Keeping the subsidy in place would hamper workforce productivity, Frydenberg said, referencing Treasury modelling which justified JobKeeper’s demise.

But social services advocates claim Australia’s labour market is still fragile, with up to 250,000 jobs now on the line — 100,000 more than the Treasury’s own estimates.

“It’s a really distressing day,” Cassandra Goldie, chief executive officer of the Australian Council of Social Services told “Sunrise” Monday morning.

“I guess many people are waking up this morning not sure what their futures are going to be.”

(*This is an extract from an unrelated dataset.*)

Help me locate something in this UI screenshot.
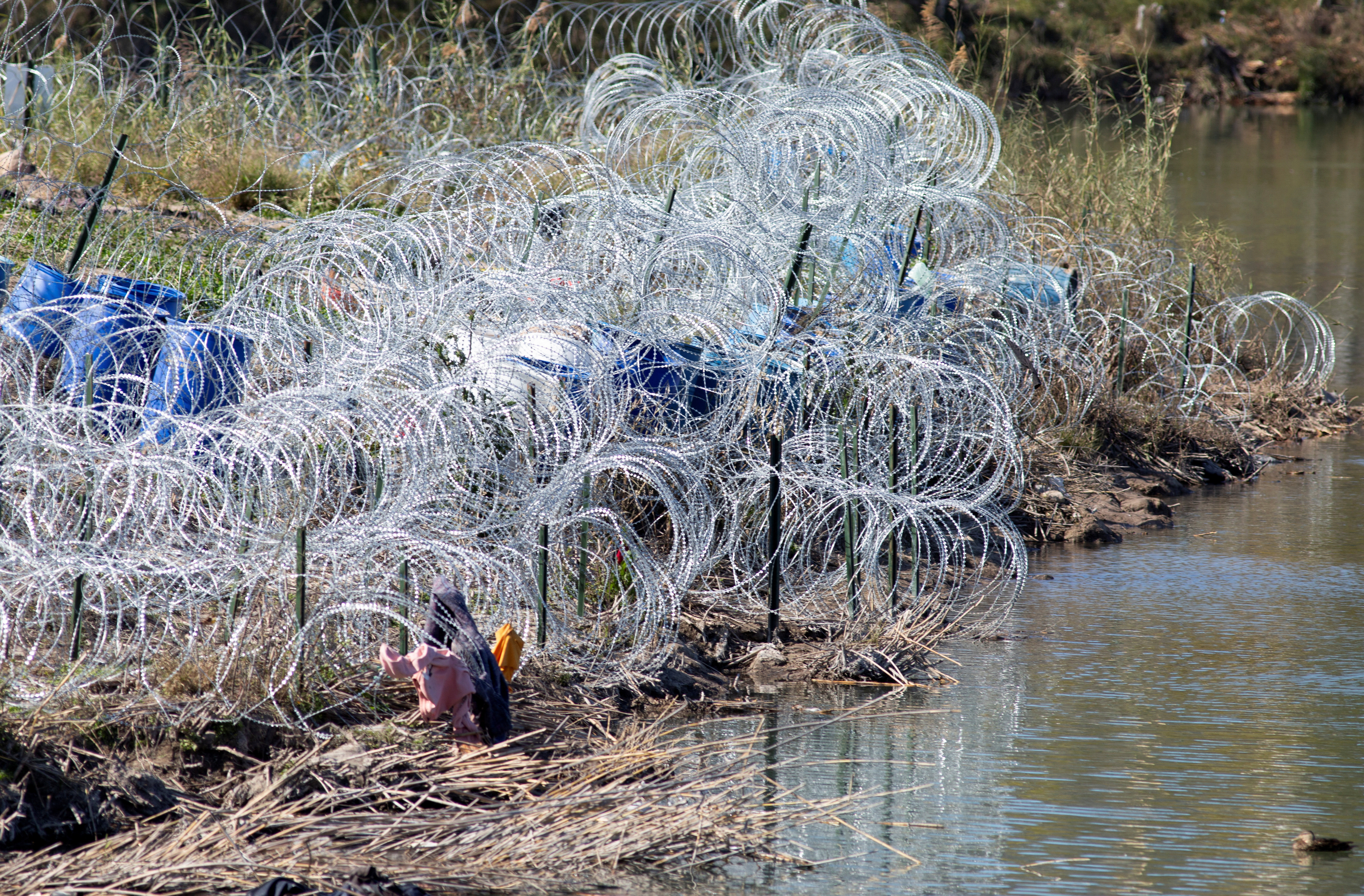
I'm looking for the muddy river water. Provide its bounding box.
[668,109,1364,896]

Those job losses could expose former employees to the “really brutal” JobSeeker unemployment payment, which will also drop to a new standard rate of $44 a day at the end of March, Goldie said.

“We estimate about 3 million people including about a million children being plunged back into poverty this week,” she said.

“We are facing a health pandemic and a poverty pandemic at this point.”

The Federal Government has announced hundreds of millions in post-JobKeeper funding for the aviation and live performance sectors, which it concedes will remain suppressed by international border closures.

But ACTU president Michele O’Neil said eliminating the base JobKeeper scheme is “cruel and counter-productive,” given the lingering economic impacts of the pandemic.

“We need money in the hands of working people so they can spend it,” O’Neil said Sunday.

“This will not only hurt working people but also small businesses many of which are still struggling to recover.”